Eine zentralisierte, nationale Datenbank zur Dokumentation von Fällen von HG, Behandlungen und Medikamenten und deren Wirksamkeit sowie die Ergebnisse von Mutter und Kind könnten uns helfen herauszufinden, welche Medikamente bei der Behandlung von HG sicher und wirksam sind. Dies würde das Vertrauen von Patienten und Anbietern hinsichtlich der Verwendung von Behandlungen während der Schwangerschaft erhöhen. Es würde auch das Risiko von Fehlbehandlungen oder Sammelklagen reduzieren, was dazu führt, dass Pharmaunternehmen und Ärzte zögern, neue Behandlungen zu testen und zu verschreiben.

Wir müssen wissen, welche Ursachen HG


In jahrelanger Forschung, die sich hauptsächlich auf Hormone konzentriert, konnte nicht festgestellt werden, was HG verursacht, und folglich muss eine klinisch bewiesene sichere und wirksame Behandlung gefunden werden.

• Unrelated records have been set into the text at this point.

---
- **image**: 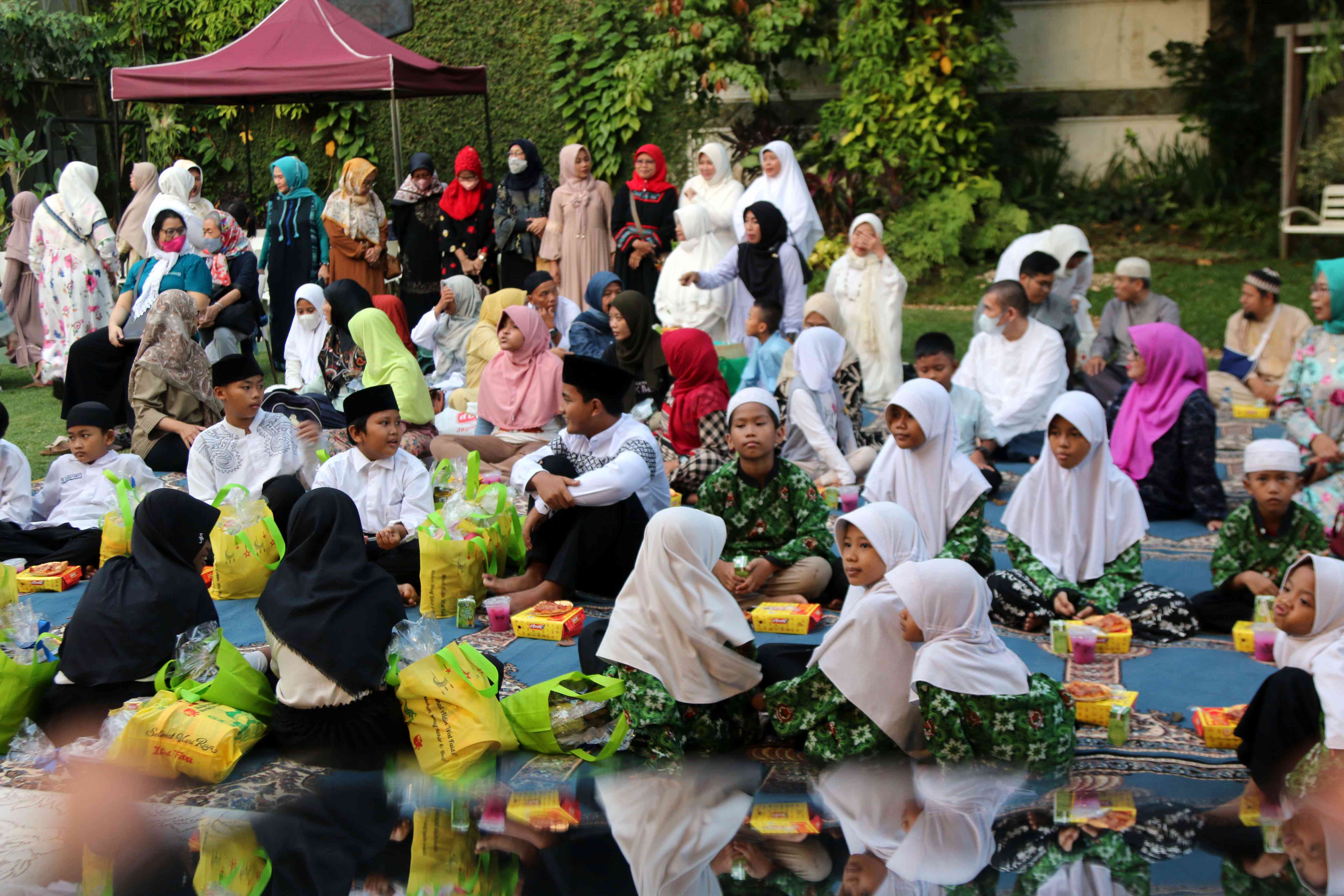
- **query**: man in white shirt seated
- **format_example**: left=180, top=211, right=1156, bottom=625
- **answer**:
left=187, top=355, right=321, bottom=535
left=952, top=280, right=1068, bottom=462
left=313, top=386, right=434, bottom=607
left=485, top=355, right=671, bottom=613
left=0, top=402, right=163, bottom=572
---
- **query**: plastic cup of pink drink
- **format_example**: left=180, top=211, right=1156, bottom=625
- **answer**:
left=1068, top=626, right=1101, bottom=665
left=1251, top=622, right=1278, bottom=662
left=484, top=598, right=513, bottom=631
left=836, top=485, right=859, bottom=513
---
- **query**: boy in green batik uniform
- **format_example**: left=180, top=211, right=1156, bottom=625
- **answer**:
left=696, top=388, right=831, bottom=603
left=1191, top=439, right=1329, bottom=633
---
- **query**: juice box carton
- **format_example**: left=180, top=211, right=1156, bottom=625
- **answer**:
left=512, top=607, right=583, bottom=641
left=751, top=603, right=821, bottom=634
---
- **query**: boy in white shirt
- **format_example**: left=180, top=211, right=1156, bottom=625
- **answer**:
left=0, top=402, right=163, bottom=575
left=187, top=355, right=321, bottom=535
left=313, top=386, right=434, bottom=606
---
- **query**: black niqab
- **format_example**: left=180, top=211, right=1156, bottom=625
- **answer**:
left=257, top=489, right=406, bottom=696
left=60, top=488, right=219, bottom=686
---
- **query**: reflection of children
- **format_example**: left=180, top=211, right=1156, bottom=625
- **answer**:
left=895, top=560, right=1074, bottom=771
left=313, top=386, right=434, bottom=606
left=1191, top=439, right=1329, bottom=633
left=757, top=503, right=925, bottom=762
left=0, top=402, right=163, bottom=572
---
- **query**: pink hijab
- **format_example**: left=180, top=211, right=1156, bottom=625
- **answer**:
left=1110, top=322, right=1208, bottom=482
left=476, top=305, right=564, bottom=430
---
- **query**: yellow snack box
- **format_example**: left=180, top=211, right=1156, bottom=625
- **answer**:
left=751, top=603, right=821, bottom=634
left=751, top=803, right=821, bottom=836
left=505, top=790, right=582, bottom=831
left=512, top=607, right=583, bottom=641
left=1055, top=790, right=1138, bottom=830
left=1074, top=690, right=1138, bottom=728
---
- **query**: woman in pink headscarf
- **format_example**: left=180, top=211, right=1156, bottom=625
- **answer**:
left=1106, top=322, right=1227, bottom=532
left=430, top=305, right=563, bottom=476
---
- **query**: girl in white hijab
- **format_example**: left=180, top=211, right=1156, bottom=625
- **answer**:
left=732, top=140, right=825, bottom=259
left=892, top=560, right=1074, bottom=774
left=826, top=215, right=906, bottom=398
left=863, top=379, right=994, bottom=575
left=680, top=142, right=746, bottom=270
left=989, top=392, right=1148, bottom=631
left=597, top=508, right=761, bottom=759
left=653, top=204, right=737, bottom=343
left=285, top=283, right=331, bottom=392
left=759, top=503, right=926, bottom=762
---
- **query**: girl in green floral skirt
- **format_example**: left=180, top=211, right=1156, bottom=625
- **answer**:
left=896, top=560, right=1074, bottom=772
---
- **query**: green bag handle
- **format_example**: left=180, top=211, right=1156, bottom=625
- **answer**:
left=434, top=641, right=500, bottom=697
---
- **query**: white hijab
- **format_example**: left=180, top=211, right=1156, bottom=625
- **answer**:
left=892, top=560, right=1028, bottom=700
left=808, top=503, right=926, bottom=752
left=1004, top=392, right=1148, bottom=584
left=285, top=283, right=331, bottom=383
left=597, top=763, right=759, bottom=896
left=887, top=766, right=1024, bottom=887
left=598, top=508, right=761, bottom=704
left=863, top=379, right=989, bottom=555
left=732, top=140, right=825, bottom=258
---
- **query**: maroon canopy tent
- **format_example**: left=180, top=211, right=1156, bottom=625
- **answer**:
left=112, top=0, right=490, bottom=183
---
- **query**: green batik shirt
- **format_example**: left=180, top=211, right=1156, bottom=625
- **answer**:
left=765, top=666, right=896, bottom=762
left=1012, top=830, right=1152, bottom=896
left=934, top=494, right=994, bottom=570
left=1008, top=532, right=1144, bottom=613
left=695, top=455, right=833, bottom=567
left=603, top=644, right=761, bottom=760
left=1208, top=501, right=1330, bottom=588
left=915, top=672, right=1074, bottom=772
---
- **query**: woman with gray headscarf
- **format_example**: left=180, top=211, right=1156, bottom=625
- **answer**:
left=411, top=274, right=481, bottom=383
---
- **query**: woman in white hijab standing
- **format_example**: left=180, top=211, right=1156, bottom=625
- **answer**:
left=863, top=379, right=994, bottom=575
left=826, top=215, right=906, bottom=398
left=653, top=204, right=737, bottom=343
left=680, top=142, right=746, bottom=269
left=759, top=503, right=926, bottom=762
left=597, top=508, right=761, bottom=759
left=28, top=161, right=121, bottom=387
left=732, top=140, right=825, bottom=259
left=892, top=560, right=1074, bottom=774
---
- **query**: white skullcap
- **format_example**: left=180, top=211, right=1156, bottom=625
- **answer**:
left=728, top=386, right=780, bottom=423
left=1116, top=257, right=1153, bottom=280
left=1243, top=439, right=1302, bottom=473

Derzeit lautet die führende Hypothese, dass Schwangerschaftshormone Übelkeit und Erbrechen verursachen, und genetische und Umweltfaktoren, die die Anfälligkeit für Übelkeit und Erbrechen beeinflussen, können normale Übelkeit in der Schwangerschaft in Hyperemesis verwandeln.

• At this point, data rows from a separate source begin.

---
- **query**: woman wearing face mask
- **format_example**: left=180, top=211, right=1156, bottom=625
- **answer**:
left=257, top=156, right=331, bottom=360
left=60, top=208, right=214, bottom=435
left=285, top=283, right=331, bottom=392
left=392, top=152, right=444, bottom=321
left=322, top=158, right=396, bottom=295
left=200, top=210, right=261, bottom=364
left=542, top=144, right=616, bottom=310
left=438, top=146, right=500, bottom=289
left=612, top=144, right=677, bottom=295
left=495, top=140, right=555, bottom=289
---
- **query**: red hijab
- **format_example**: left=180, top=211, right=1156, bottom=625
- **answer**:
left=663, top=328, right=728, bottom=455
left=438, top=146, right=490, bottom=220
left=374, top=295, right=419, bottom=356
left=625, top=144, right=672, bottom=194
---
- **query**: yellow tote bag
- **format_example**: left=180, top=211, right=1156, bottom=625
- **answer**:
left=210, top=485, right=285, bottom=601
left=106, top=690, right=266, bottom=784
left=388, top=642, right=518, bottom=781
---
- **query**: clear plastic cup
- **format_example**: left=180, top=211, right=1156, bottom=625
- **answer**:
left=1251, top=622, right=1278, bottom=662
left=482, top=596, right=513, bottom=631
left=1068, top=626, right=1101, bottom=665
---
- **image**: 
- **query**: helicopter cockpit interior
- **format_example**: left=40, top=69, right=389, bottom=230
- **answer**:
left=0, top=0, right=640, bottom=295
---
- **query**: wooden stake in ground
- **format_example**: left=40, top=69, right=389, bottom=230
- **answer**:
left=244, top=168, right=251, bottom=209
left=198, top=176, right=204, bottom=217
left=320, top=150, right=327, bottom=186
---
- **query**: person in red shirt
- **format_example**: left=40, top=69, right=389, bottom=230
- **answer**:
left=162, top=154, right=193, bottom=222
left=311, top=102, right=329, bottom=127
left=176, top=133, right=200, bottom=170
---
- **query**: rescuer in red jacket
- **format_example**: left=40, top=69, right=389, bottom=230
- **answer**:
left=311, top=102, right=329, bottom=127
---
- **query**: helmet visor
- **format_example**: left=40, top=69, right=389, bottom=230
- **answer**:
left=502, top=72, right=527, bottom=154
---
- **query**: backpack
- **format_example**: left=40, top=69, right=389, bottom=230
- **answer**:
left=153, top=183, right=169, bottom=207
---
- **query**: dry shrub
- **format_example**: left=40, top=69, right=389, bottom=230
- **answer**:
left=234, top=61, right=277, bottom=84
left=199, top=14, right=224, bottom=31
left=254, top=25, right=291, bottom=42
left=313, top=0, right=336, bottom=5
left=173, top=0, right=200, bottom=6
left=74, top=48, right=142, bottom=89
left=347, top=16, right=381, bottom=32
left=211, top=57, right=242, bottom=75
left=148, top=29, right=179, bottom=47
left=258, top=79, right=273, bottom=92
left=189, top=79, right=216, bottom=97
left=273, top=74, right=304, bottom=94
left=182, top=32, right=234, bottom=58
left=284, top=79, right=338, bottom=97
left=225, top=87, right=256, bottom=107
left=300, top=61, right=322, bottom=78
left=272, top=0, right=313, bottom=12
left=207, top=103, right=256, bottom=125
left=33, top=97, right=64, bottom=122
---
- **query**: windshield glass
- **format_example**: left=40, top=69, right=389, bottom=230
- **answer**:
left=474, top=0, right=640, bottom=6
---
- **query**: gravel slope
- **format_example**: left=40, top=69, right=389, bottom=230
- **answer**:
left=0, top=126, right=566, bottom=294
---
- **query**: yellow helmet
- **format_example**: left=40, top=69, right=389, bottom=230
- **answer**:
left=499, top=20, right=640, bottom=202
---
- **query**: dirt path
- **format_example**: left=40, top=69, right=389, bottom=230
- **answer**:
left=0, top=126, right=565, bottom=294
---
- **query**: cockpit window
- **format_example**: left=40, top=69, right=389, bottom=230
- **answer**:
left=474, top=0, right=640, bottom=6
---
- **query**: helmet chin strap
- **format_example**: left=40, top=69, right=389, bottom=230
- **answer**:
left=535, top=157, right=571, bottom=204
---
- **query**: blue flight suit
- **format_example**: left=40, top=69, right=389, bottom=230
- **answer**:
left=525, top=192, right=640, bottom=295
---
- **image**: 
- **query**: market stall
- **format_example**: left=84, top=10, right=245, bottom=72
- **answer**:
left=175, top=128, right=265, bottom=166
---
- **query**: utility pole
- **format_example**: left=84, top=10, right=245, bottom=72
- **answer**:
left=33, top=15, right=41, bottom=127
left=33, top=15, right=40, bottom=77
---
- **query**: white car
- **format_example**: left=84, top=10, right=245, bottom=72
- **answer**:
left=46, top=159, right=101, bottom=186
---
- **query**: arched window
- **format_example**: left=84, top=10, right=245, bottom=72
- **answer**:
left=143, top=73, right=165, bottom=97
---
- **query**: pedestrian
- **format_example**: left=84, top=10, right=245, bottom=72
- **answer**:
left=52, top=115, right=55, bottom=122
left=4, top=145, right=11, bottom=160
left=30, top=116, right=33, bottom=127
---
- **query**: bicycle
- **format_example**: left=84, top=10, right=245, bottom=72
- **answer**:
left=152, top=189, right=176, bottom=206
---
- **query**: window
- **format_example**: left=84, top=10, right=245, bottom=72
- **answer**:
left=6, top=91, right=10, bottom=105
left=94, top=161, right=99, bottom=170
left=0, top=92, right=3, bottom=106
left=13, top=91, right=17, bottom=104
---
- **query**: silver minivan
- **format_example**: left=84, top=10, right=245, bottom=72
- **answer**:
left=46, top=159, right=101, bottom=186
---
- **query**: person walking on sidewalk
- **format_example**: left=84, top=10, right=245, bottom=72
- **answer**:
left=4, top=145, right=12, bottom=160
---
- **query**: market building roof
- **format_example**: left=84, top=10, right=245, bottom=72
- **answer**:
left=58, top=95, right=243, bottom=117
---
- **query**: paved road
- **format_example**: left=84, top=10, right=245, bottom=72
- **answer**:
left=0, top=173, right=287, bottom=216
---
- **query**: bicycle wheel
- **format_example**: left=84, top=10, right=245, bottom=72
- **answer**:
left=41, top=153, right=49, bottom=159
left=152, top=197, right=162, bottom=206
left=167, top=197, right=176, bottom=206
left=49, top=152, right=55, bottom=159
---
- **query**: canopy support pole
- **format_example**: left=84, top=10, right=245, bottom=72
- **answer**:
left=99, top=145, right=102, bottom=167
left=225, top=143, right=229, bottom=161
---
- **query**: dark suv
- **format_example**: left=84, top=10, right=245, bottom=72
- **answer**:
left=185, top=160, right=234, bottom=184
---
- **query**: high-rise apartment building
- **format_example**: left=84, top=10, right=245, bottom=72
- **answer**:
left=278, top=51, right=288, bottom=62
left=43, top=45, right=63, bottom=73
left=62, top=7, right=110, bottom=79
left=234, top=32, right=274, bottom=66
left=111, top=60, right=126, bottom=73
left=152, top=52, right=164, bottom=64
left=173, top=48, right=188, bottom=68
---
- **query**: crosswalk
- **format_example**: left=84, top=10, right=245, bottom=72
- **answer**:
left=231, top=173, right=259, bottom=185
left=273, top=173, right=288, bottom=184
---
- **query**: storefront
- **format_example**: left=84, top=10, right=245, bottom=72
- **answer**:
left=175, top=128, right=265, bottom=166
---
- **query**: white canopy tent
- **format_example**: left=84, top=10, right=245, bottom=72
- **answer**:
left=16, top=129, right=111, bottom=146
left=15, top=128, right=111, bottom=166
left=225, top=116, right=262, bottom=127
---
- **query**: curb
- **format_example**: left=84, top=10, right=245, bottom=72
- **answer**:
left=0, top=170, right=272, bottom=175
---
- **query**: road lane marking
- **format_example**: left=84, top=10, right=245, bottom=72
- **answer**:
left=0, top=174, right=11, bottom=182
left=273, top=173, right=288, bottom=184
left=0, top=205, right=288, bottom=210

Zunehmende Beweise deuten auf eine genetische Komponente von HG hin. Wenn eine Frau während einer Schwangerschaft HG hat, besteht ein 80% iges Rezidivrisiko in einer nachfolgenden Schwangerschaft. Das Rezidivrisiko wird nicht durch Veränderungen in Partner- oder psychiatrischen Faktoren beeinflusst. Der größte Risikofaktor für HG (neben einer früheren HG-Schwangerschaft) ist eine Schwester mit HG, die ein 17-fach erhöhtes Risiko darstellt.

Ein häufiges Missverständnis ist, dass wenn eine Frau die einzige in ihrer Familie mit HG ist, ist es nicht genetisch bedingt. Unsere Forschung legt jedoch nahe, dass das Gen oder die Gene, die dafür verantwortlich sind, ebenso wahrscheinlich von der väterlichen Linie wie die Mutterlinie weitergegeben werden. In einer neueren Studie an fünf Familien mit einer HG-Geschichte fanden wir ein Gen, das in zwei von ihnen Erbrechen signalisiert. Darüber hinaus kann HG durch eine Kombination mehrerer Gene verursacht werden. Eine Frau mit HG kann die einzige in ihrer Familie mit einer Schwangerschaftsgeschichte sein, die eine bestimmte Kombination prädisponierender Gene trägt.

Sobald wir die genetischen und damit verbundenen biologischen Ursachen von HG identifiziert haben, werden uns weitere Untersuchungen helfen, Therapien zu entwickeln, die auf diese Ursachen der Erkrankung abzielen, anstatt die Symptome blind und eher unwirksam zu behandeln.